La main des sourds

À Anizy, utiliser la langue des signes pour communiquer avec bébé

Pour la première fois, le relais d’assistantes maternelles organise un stage pour apprendre la langue des signes à des tout-petits.

Comprendre un bébé de dix mois ? Avec la langue des signes, c’est possible. C’est ce qu’a expliqué Audrey Bauchet, animatrice de l’association Famille enfance et réseaux sociaux (Fers), jeudi dernier, aux parents et assistantes maternelles qui ont suivi le premier module du stage intitulé « Signe-moi un mouton », proposé par le Relais d’assistantes maternelles (Ram) des Vallons d’Anizy.

« Dans les années 80, il a été constaté que les enfants de parents sourds commençaient à exprimer leurs besoins par la langue des signes dès l’âge de huit mois », raconte l’animatrice, qui a décidé d’expérimenter cette méthode il y a une dizaine d’années, avec son quatrième enfant. « J’avais lu un article sur ce sujet dans un magazine. Mon deuxième enfant avait eu beaucoup de mal à communiquer. Je ne voulais pas que cela se reproduise. Cette méthode a fonctionné, dès l’âge de dix mois, mon fils a su me dire en langue des signes divers mots. Son premier signe a été « encore », cela s’est passé alors que je lui donnais à manger », rigole encore la maman.
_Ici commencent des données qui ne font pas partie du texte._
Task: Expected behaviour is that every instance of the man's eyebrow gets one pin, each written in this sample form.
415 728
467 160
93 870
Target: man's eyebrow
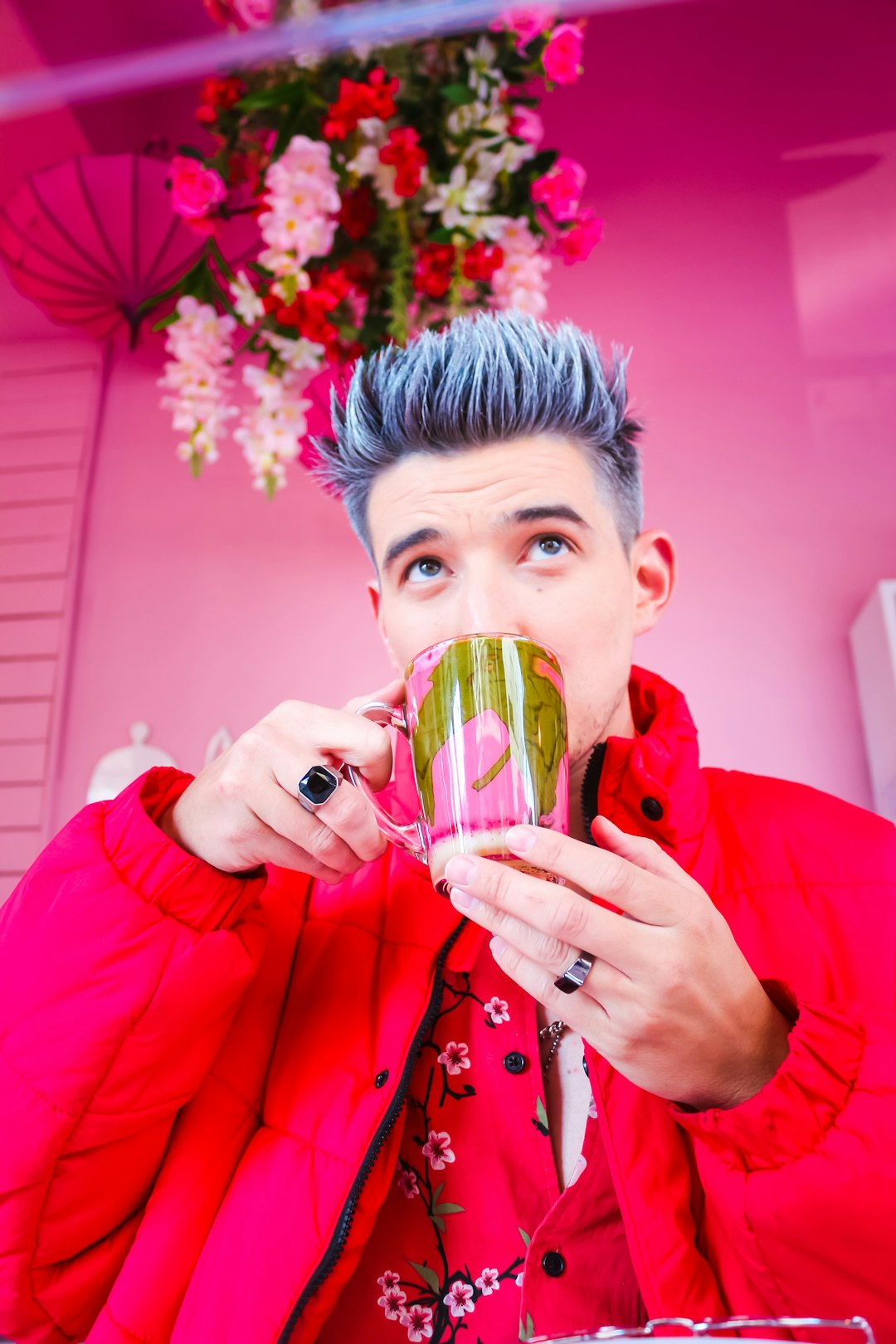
403 543
546 513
Aujourd’hui, elle utilise toujours ce langage qui est devenu un peu un « code secret » avec ses enfants. « Un jour par exemple, mon fils est parti en voyage scolaire. Dans le bus, il m’a fait le signe « je t’aime ». Personne ne l’a su, c’était juste entre nous ».

Répondre à de nombreuses interrogations
Jeudi, Audrey Bauchet a transmis un peu de son savoir à une dizaine de mamans et d’assistantes maternelles présentes à ce premier module de formation. Elle a répondu à de nombreuses interrogations, celle notamment de savoir si cette façon de communiquer n’allait pas retarder l’apprentissage de la parole. « Il n’y a aucune inquiétude à avoir puisqu’il faut nommer les mots en même temps que de faire le signe. Mon fils n’a eu aucun retard de langage. Une étude américaine démontre même que les enfants qui auraient appris la langue des signes auraient un quotient intellectuel plus élevé que la moyenne. Le tout, c’est de ne pas oublier que l’on s’adresse à des enfants et non à des sourds », répond l’animatrice. Une réponse qui a, semble-t-il, rassurer les participantes toutes ravies de ce premier cours. « Il n’est pas toujours évident de savoir pourquoi un bébé pleure. Avec les signes, cela nous permettra de mieux le comprendre », confient Marisette et Christelle, deux assistantes maternelles.

Six autres rencontres auront lieu d’avril à juin. « Elles sont toutes complètes », indique Hélène Patat, l’animatrice du Ram qui espère pouvoir remettre en place cet atelier dès la rentrée prochaine.